Jay Emery (University of Leicester) and Katy Bennett (University of Leicester)

This session aims to initiate a geographical research agenda focussed on the concept of alienation. We are often told by the media and political figures that certain demographics and the places they inhabit are alienated, and that political institutions, societies or spaces are alienating. Moreover, these alienations are claimed to be generative of the populist politics and democratic ruptures of recent times. Harvey (2018), in a Marxian framework of alienation (or estrangement), has recently argued that alienation is so widespread as to be ‘universal,’ suggesting that neoliberal political economies are at the root of this malaise. Conversely, geographers often use alienation as a descriptor for the opposite or absence of belonging. Like belonging, alienation has affective and emotional dimensions, as a feeling or sense of being ‘out of place,’ excluded or ‘othered’ (TenHouten, 2015).
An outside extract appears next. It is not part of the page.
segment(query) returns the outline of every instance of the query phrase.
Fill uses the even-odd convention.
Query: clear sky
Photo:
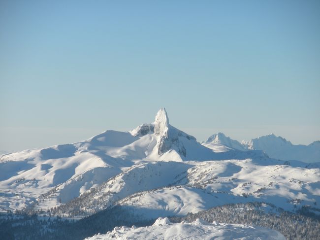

However, alienation is rarely defined or theorised, and little is understood about how alienation is formed, its affective intensities or its relationship to belonging. Despite the nebulousness of the concept, alienation has clear geographical dimensions, capacities and framings and geographers should have plenty to contribute in developing understandings of alienation, working toward its alleviation.

Empirical, analytical and theoretical papers are invited for a paper session, possibly ending with a short panel discussion between presenters. Abstracts could include, but are not limited to:

  • critical genealogies of alienation in academic inquiry.
  • the politics of alienation.
  • analytical and empirical papers on geographies of alienation or alienating geographies.
  • alienation and race, gender, class and/or sexuality.
  • a working toward a geographical conceptualisation of alienation.
  • the affective dimensions, dynamics and intensities of alienation.
  • how is alienation, perceived or tangible, being operationalised within political and social movements.
  • the relationship between memory, lived experience and alienation.